The dramatic story of the well-traveled sweet potato

Sweet potatoes originated in Central and South America, but they managed to travel across the Pacific by 1000 AD.

This is a curious fact that scientists have uncovered through plant DNA studies. It seems that Europeans, from Christopher Columbus' 1492 voyage onward, were responsible for many of the food transfers between continents. After Columbus, it took just over 50 years for the tomato, a native of Peru, to reach Italy where the sauce-loving Italians were recommending it be fried in oil with salt and pepper, according to Laphams Quarterly. (The British thought tomatoes smelled and were poisonous.)

But, 400 years before Columbus, the sweet potato managed to travel 5,000 miles across the Pacific from South America to Polynesia, according to research published in the Proceedings of the National Academy of Sciences.

How did that happen?

The sea-faring Polynesians may have accomplished the daunting voyage, which would have been like traveling to the moon without knowing the moon was there.

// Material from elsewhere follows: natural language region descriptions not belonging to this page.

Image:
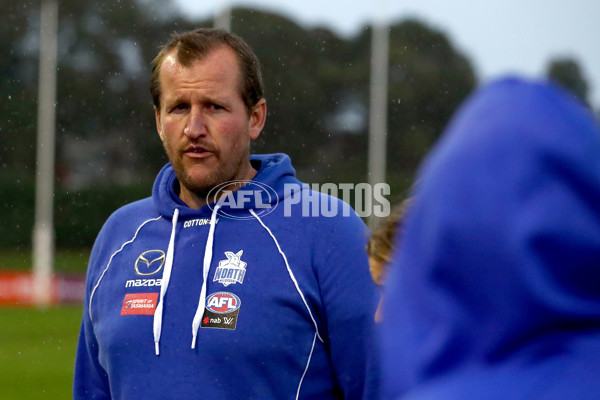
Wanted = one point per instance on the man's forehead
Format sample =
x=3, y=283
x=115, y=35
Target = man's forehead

The voyage would have taken months.

DNA research suggests the Polynesians landed on the west coast of South America and took some sweet potatoes home. They also may have left chickens in South America, possibly explaining why there were chickens in western Peru shortly before the arrival of Columbus.

Critics of this explanation abound, but there is also some linguistic evidence. One Polynesian word for sweet potato — Kuumala — sounds a lot like Kumara, the word for vegetable in the Andean language Quechua.